Der gemeinsam mit dem Österreichischen Parlament und dem Wiener Wiesenthal Institut ausgerichtete Abend dient dem Gedenken an die „Reichspogromnacht“ am 9. November 1938. Es beteiligen sich außerdem Hannah Lessing vom Nationalfonds der Republik Österreich für Opfer des Nationalsozialismus sowie der Schriftsteller György Dalos.

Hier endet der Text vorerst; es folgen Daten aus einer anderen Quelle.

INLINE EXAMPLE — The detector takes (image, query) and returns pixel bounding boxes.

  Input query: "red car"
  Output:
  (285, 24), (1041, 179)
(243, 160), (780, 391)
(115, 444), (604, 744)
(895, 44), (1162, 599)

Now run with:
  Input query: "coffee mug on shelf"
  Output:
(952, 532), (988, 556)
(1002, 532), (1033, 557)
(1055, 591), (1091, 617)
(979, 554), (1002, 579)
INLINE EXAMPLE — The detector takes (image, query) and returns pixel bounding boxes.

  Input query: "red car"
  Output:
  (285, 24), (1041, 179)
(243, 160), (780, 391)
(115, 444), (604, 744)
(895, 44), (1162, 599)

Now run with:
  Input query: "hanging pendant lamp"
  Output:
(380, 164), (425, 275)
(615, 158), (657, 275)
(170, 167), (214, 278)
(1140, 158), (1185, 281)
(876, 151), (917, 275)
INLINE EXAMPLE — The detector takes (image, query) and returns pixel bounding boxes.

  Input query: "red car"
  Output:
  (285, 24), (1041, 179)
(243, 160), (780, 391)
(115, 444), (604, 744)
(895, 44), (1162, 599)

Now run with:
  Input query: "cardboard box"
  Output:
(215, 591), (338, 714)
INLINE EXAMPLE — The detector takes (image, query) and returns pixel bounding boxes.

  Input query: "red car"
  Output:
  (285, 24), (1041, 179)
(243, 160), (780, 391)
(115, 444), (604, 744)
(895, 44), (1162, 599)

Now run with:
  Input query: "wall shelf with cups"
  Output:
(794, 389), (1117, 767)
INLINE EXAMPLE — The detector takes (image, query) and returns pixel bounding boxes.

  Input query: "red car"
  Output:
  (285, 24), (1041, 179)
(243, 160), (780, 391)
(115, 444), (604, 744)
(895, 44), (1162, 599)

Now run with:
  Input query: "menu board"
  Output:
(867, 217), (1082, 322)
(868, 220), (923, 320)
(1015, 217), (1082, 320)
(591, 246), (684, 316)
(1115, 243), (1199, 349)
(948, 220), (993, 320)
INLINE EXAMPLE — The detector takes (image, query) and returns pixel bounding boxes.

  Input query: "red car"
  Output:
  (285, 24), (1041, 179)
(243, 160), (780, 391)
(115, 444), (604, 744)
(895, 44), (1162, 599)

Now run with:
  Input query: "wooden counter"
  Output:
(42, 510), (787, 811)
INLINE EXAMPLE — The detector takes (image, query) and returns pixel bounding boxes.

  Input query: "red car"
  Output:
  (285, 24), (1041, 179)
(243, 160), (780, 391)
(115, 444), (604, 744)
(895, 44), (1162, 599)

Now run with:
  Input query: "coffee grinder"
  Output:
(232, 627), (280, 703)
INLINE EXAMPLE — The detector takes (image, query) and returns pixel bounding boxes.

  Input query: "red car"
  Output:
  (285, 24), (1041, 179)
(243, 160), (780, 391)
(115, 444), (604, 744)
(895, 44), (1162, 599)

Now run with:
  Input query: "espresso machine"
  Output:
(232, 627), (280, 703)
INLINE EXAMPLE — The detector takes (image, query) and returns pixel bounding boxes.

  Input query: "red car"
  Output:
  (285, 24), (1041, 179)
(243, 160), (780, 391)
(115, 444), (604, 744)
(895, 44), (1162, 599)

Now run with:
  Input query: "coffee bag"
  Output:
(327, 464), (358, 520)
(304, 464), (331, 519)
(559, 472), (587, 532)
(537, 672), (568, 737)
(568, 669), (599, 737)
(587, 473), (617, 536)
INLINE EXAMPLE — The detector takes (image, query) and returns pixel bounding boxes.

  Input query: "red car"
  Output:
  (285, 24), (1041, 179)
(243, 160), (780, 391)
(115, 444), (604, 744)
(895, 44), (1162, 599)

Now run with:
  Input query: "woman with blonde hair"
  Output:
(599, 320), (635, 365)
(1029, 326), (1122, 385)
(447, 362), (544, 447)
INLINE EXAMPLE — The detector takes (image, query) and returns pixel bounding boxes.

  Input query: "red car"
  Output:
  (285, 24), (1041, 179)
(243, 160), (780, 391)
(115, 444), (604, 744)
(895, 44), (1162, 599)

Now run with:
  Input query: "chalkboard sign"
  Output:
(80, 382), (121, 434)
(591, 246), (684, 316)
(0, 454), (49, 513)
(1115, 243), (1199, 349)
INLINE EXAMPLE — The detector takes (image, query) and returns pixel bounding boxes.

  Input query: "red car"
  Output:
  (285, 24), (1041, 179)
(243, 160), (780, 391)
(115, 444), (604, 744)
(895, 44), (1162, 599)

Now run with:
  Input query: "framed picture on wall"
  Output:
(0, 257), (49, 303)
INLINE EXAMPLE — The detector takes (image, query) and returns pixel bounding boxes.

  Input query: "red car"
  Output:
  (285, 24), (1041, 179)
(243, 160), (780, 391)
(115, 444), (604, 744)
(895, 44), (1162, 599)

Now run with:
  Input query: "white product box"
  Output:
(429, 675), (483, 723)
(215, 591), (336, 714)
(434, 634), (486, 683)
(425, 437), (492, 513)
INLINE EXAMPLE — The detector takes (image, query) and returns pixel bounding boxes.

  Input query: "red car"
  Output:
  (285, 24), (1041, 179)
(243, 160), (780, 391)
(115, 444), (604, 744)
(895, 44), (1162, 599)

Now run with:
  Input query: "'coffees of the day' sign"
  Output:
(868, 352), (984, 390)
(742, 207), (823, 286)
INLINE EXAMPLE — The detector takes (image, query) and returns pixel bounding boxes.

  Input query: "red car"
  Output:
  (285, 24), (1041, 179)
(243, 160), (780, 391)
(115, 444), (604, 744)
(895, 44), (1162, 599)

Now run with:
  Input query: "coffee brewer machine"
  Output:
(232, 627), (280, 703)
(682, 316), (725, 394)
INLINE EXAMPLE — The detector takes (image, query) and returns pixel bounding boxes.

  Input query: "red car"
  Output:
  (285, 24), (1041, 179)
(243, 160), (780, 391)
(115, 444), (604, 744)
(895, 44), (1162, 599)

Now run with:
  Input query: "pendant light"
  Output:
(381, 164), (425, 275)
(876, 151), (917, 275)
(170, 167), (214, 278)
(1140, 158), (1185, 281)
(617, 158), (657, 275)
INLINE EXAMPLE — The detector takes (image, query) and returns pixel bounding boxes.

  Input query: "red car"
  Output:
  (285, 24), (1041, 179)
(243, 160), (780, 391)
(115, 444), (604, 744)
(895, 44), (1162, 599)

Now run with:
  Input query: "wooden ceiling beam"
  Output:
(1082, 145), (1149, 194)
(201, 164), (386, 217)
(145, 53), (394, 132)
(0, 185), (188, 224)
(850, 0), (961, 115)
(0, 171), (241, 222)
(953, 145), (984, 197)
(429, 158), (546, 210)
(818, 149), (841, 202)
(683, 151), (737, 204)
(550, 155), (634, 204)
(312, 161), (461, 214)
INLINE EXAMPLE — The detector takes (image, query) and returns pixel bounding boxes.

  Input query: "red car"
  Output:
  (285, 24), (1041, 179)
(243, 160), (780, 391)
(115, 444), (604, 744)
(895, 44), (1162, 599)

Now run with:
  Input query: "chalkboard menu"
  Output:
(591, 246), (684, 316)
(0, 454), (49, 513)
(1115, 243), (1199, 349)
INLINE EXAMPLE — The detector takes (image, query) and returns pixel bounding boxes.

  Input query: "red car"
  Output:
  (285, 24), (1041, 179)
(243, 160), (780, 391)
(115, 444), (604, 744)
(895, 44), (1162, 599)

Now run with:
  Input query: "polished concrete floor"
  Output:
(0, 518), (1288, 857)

Éva Fahidi hat am Mittwoch bei einer Probe in Budapest einen Schwächeanfall erlitten und darf das Krankenhaus noch nicht verlassen. Ob Éva Fahidi an der für Sonntag in der Roten Bar angesetzten Matinee Tanzen nach Auschwitz (mit Götz Aly, Nicole Heistinger, Wilhelm Droste u.a.) in der Roten Bar teilnehmen kann, steht noch nicht fest.

Für die Vorstellung von Strandflieder erworbene Eintrittskarten behalten für die heutige Veranstaltung ihre Gültigkeit und können darüber hinaus bei einem späteren Gastspieltermin unentgeltlich gegen neue Karten eingetauscht werden.

Informationen zu Strandflieder oder Die Euphorie des Seins

Österreich-Premiere
Strandflieder oder Die Euphorie des Seins
Gastspiel The Symptoms / Budapest
Regie und Choreografie Réka Szabó
Mit Éva Fahidi und Emese Cuhorka

Eine Überlebende tanzt mit einer jungen Frau die Shoah. Mit der sechzig Jahre jüngeren Tänzerin Emese Cuhorka begibt sich Éva Fahidi in einen Dialog, in dem sie Fragen beantwortet und stellt, von sich erzählt, aber eben auch tanzt.

Mal lässt sie sich herumwirbeln, mal durchstreift sie selbst den Raum, mit der Freiheit und Euphorie eines Mädchens, das in ihrer Kindheitsstadt Debrecen den Duft des lila Strandflieders schmeckt, der in der ostungarischen Landschaft überall wuchert. Das war bevor Éva Fahidi nach Auschwitz deportiert wurde, wo sie als einziges Familienmitglied überlebte.
Seit bald zwei Jahren wird das Stück ausverkauft in Budapest und auf Gastspielen gezeigt, nun ist es zum ersten Mal in Österreich zu sehen – am Tag des Erinnerns an die „Reichspogromnacht“.

 

Tanzen nach Auschwitz

Bei einer Matinee am darauffolgenden Sonntag bittet das Wiener Wiesenthal Institut (VWI) eine hochkarätige Runde zum Gespräch über Tanzen nach Auschwitz: Mit Éva Fahidi und Réka Szabó sprechen der Historiker Götz Aly, die Salzburger Tanzwissenschaftlerin Nicole Haitzinger sowie Éva Kovács (VWI), Moderation Wilhelm Droste.